The improved database, along with an emphasis on greater minority and community outreach, were among the recommendations in a study released last year
by the RNC of what went wrong during the 2012 presidential election.
Huckabee, a 2012 presidential contender, devoted Saturday's program to a discussion of issues affecting the GOP and how it could win the Senate in this fall's congressional elections and the White House in 2016. Those included diversity, Obamacare, and social issues.
Priebus told Huckabee that the RNC was working make minorities more visible in the party.
"We've done a great job in getting Hispanic governors, African-American senators exposed," he said.
Priebus was referring to Govs. Susana Martinez of New Mexico and Brian Sandoval of Nevada — and Sen. Tim Scott of South Carolina, the only black Republican in the upper chamber of Congress.
"But you know what? We've done a lousy job bragging about it — and we've got to do better," Priebus said.

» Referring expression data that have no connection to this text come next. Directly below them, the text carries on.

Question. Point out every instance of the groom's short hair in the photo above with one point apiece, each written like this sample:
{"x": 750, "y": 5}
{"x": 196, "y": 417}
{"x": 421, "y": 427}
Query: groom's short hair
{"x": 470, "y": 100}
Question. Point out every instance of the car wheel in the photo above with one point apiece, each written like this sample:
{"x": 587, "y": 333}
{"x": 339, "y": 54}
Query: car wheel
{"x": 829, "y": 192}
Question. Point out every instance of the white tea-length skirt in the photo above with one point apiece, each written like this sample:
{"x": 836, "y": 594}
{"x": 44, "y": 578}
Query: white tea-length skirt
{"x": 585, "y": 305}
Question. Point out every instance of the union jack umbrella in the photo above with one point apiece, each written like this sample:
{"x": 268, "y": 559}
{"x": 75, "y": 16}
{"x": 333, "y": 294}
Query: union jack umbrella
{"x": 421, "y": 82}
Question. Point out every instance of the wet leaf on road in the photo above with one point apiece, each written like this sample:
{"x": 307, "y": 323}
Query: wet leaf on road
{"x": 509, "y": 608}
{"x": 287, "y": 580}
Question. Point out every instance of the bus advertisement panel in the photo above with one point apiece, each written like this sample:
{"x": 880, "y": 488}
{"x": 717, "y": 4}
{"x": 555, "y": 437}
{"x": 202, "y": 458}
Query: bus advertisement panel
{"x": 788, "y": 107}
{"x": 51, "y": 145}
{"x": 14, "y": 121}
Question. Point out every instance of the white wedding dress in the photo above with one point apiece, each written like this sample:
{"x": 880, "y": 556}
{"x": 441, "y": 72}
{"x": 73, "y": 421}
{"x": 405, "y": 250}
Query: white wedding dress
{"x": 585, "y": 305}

The chairman also emphasized the changes that the RNC discussed
at its January meeting, including moving the party's convention to June and shortening the calendar for presidential primaries in 2016.
Priebus also named a panel to study cutting the number of debates from the record 22 before Mitt Romney was nominated in 2012. The panel is expected to recommend that no more than eight debates be held for 2016.
The issue is expected to be address at the RNC's spring meeting in Memphis, Tenn.
"I just think six months of slicing and dicing ourselves in front of the general public and the liberal media is a joke," Priebus told Huckabee. "I believe that having 23 debates and a traveling circus in front of liberal moderators is another joke that is going to come to an end.
"We're going to reduce the number of debates — and by the way, we're going to pick the moderators and debate partners, not the other way around," he added. "That's something we have to change in our party."